“Do you have a plan?”
First, let’s agree that there’s a problem.
It may be that I think we’re facing something serious, something costly, something urgent–and you don’t.
We can have an honest conversation about the problem without worrying about whether there’s an easy or certain solution.
We can also have a conversation about whether it’s a problem (problems have solutions) or whether it’s simply a situation, something like gravity that we have to live with.
Once we agree that we have a problem, the status quo will show up. It will argue with every tool it has that any variation from the current path is too risky, too expensive and too painful to consider. The status quo will stall. It will argue for studies and will amplify the pain that will be caused to some as we try to make things better for everyone.
And the status quo usually wins. That’s because the makers of change are now playing defense, forced to justify every choice and ameliorate every inconvenience.

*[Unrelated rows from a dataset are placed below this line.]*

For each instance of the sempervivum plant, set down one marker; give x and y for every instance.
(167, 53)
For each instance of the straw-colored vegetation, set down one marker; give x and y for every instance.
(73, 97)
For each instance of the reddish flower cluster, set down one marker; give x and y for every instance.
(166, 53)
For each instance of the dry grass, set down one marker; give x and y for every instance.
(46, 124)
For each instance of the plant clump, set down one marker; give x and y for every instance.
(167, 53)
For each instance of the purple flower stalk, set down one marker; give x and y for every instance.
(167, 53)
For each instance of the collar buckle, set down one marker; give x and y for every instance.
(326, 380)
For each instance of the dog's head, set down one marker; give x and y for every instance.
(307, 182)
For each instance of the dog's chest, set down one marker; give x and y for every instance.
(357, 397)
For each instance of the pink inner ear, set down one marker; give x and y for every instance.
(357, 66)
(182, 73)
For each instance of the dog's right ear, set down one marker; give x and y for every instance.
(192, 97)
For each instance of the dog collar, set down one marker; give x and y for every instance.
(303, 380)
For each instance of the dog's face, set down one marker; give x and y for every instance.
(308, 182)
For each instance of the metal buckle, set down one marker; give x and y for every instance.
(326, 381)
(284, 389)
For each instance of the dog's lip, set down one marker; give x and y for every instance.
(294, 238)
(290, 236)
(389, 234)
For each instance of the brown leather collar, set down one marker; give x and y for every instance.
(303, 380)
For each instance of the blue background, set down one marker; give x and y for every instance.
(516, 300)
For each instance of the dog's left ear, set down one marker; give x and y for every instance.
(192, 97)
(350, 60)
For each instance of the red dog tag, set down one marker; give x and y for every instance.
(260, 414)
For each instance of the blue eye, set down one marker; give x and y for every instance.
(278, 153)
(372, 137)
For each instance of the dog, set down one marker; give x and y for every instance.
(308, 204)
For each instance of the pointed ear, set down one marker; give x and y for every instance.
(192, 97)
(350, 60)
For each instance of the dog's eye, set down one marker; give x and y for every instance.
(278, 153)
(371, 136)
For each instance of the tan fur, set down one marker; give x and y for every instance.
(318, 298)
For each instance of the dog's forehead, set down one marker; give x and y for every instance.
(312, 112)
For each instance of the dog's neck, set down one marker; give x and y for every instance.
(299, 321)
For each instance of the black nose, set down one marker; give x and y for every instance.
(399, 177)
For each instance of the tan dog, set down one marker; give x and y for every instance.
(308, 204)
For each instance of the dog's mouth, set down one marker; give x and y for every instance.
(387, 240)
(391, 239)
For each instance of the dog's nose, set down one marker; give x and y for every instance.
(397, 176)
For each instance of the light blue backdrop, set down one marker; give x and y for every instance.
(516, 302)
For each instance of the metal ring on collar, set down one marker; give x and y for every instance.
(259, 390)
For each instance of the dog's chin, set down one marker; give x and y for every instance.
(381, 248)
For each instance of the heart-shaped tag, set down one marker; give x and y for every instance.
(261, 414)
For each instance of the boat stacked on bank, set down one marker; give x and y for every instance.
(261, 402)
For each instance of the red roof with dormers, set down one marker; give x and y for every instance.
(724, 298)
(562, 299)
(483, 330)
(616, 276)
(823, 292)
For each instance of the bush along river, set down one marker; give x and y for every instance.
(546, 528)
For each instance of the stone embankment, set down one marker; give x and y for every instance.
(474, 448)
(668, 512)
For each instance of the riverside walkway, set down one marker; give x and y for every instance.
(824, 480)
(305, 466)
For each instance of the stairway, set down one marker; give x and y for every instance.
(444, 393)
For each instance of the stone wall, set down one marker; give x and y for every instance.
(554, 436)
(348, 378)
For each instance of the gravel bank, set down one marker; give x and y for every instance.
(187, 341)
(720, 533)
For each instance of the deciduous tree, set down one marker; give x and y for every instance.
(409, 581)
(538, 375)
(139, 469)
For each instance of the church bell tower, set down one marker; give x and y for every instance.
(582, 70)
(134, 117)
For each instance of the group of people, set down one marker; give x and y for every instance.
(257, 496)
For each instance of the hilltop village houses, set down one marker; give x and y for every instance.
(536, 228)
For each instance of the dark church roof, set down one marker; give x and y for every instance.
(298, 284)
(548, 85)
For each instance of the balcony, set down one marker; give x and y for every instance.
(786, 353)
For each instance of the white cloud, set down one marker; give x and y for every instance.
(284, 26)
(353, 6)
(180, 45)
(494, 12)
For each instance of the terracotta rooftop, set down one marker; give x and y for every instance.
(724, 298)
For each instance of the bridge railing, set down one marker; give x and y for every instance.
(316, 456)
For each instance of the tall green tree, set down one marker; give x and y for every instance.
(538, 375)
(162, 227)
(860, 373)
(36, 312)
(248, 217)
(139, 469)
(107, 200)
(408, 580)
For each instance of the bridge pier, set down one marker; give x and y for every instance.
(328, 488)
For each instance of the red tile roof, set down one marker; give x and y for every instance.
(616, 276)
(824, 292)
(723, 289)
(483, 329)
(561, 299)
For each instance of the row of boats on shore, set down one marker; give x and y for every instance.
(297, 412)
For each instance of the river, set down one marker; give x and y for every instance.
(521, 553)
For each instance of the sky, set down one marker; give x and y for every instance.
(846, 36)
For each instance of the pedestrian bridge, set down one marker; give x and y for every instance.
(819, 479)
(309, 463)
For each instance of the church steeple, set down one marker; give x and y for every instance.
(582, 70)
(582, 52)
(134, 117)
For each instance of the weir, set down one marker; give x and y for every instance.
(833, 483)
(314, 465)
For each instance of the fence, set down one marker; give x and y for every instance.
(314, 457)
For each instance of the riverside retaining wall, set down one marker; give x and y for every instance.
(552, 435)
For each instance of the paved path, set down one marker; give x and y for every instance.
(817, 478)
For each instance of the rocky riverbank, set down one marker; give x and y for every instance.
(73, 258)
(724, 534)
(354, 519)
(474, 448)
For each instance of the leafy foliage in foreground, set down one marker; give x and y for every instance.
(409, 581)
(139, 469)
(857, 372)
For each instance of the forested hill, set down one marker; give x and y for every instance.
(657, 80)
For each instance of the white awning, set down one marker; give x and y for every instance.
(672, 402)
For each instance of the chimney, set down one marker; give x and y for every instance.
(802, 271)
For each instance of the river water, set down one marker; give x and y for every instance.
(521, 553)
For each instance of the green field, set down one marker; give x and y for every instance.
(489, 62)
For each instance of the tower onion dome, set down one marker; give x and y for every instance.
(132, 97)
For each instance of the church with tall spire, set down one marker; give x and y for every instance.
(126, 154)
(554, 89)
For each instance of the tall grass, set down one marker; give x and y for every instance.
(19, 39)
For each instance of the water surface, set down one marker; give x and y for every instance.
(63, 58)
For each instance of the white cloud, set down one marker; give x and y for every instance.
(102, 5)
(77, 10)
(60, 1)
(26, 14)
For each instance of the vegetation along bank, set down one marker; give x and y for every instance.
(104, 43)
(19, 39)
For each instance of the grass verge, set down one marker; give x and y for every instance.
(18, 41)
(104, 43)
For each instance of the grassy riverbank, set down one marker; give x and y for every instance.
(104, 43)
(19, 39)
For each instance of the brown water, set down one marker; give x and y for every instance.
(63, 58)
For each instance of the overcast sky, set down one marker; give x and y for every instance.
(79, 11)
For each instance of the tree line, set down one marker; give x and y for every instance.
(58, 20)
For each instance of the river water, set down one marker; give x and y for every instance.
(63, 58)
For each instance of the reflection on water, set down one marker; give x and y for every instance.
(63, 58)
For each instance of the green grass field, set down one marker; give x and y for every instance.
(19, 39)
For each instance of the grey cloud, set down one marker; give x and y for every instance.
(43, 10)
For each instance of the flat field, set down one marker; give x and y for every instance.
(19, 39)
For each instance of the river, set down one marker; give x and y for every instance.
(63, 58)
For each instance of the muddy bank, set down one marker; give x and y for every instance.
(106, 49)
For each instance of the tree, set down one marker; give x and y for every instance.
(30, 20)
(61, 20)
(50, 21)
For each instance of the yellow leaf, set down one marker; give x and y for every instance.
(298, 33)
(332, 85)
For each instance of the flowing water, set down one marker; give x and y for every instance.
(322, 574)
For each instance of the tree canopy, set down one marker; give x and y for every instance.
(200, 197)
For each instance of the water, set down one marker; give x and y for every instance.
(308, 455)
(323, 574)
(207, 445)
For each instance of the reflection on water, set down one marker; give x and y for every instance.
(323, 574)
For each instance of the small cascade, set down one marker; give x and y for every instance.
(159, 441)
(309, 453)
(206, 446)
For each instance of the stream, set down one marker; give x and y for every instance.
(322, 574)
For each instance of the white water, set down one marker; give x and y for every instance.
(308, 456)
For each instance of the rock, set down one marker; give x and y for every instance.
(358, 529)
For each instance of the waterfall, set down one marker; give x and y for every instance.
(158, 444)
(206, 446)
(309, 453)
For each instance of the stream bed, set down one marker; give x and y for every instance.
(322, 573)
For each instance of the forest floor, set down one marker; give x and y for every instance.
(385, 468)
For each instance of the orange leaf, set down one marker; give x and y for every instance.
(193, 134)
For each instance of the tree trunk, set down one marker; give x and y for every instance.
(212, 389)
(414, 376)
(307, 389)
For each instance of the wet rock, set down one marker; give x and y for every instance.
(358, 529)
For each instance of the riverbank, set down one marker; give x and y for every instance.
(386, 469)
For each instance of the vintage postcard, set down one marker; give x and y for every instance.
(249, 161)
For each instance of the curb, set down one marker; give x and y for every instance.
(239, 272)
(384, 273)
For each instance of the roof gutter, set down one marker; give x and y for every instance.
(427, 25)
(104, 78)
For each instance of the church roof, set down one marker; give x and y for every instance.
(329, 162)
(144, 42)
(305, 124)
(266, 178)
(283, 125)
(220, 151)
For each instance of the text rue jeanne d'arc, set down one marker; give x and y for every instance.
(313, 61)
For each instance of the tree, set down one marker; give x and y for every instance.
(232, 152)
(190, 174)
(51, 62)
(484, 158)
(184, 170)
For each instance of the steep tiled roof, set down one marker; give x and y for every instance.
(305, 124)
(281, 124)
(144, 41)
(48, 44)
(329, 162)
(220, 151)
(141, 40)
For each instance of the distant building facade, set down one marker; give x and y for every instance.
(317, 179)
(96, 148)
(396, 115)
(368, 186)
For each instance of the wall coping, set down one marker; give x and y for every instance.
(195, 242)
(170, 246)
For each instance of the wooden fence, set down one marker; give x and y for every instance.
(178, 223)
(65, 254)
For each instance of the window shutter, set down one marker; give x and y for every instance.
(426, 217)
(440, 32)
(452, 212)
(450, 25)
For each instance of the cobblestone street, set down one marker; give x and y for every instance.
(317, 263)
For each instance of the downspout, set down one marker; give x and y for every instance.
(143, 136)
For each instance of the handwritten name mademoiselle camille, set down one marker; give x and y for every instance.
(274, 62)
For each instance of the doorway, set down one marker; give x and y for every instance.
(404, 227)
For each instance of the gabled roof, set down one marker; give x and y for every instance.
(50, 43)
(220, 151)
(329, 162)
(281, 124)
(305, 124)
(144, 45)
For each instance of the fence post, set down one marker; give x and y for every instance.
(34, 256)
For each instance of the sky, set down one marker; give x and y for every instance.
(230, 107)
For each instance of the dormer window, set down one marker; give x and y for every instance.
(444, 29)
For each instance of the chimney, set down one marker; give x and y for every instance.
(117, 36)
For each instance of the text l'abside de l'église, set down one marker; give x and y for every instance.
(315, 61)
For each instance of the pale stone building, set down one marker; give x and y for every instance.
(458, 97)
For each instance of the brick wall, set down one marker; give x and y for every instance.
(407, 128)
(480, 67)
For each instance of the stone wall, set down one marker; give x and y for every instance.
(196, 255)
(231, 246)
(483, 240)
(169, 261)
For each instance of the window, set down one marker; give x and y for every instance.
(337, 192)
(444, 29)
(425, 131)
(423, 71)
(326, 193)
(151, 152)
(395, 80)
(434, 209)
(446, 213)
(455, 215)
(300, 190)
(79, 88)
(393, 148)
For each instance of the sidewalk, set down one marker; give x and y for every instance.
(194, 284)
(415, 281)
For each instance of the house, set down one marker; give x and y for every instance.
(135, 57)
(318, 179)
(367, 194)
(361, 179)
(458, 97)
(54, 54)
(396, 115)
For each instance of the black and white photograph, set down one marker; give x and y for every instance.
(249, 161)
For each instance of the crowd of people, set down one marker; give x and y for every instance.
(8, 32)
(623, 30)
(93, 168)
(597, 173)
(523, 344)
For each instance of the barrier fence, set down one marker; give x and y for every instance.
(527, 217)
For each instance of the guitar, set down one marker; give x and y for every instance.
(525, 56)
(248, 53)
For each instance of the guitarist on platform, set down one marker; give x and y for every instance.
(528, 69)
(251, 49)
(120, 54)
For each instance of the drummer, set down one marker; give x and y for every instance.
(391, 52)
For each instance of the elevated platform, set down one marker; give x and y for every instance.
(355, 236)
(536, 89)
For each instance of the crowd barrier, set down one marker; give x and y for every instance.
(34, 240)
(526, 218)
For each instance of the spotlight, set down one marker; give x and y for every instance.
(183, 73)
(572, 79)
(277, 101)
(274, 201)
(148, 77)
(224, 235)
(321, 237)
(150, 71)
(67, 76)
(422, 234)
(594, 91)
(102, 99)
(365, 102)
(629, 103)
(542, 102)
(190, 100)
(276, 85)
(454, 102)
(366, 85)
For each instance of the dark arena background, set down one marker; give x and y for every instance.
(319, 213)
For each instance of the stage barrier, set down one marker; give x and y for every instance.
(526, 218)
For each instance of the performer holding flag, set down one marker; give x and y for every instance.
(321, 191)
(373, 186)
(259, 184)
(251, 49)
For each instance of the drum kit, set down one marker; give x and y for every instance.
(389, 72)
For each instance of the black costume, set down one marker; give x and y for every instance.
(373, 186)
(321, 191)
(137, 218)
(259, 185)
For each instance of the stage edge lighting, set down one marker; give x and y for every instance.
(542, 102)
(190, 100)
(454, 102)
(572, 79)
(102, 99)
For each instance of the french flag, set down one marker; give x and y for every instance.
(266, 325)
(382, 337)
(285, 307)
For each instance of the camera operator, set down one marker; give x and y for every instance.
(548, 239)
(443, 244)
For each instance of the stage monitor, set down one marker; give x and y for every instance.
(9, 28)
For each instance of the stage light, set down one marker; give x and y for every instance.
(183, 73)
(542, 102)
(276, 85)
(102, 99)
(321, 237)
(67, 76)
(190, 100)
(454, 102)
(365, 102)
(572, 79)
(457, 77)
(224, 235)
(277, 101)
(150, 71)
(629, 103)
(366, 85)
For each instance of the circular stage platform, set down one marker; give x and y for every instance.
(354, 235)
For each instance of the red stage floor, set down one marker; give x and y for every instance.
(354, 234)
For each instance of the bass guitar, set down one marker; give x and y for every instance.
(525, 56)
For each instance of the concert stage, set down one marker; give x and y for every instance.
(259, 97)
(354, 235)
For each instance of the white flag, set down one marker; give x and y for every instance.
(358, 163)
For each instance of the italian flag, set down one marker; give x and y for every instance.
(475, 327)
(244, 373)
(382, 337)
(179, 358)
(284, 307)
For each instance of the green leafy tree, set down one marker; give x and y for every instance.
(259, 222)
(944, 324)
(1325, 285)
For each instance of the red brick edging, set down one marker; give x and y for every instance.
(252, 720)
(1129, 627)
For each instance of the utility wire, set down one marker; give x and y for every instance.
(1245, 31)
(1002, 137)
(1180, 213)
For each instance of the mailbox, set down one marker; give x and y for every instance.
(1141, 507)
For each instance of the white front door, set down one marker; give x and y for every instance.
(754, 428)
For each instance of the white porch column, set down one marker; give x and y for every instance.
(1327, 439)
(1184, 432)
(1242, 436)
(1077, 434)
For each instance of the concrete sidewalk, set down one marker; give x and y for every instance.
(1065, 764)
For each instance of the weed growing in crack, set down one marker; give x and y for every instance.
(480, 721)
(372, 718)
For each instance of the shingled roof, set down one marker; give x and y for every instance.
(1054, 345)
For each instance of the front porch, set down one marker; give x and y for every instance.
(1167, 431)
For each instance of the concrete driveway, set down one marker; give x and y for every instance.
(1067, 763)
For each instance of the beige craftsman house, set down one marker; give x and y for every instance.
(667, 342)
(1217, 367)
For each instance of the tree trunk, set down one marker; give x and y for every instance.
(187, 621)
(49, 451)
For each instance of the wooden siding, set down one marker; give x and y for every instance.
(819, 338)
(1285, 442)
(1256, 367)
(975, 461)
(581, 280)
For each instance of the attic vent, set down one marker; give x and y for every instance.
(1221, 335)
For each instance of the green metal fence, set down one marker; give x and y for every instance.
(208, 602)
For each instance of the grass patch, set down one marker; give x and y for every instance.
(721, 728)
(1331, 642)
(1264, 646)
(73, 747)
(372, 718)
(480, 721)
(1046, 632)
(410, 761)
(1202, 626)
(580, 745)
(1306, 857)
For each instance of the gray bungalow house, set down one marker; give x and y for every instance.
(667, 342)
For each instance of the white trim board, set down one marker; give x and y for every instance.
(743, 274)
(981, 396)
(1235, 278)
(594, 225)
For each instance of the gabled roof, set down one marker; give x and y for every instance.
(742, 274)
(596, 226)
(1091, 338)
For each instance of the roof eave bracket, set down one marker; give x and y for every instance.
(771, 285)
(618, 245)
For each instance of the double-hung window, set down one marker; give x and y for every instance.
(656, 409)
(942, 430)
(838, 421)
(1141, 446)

Perhaps there’s a more useful way forward.
We begin by agreeing that there’s a problem.
And then each party, every single one, needs to put forward a plan. A plan that either addresses the problem or takes responsibility for not addressing it.
And for each plan, we can consider the likely outcomes. For each plan, we can ask, “will that work?” and follow it up with, “why?” and “how?”
Perhaps you don’t think it’s a problem worth solving. That’s important to bring up before we ask you if you have a plan.
Delay might be the best option. But then let’s be honest and announce that instead of simply stalling.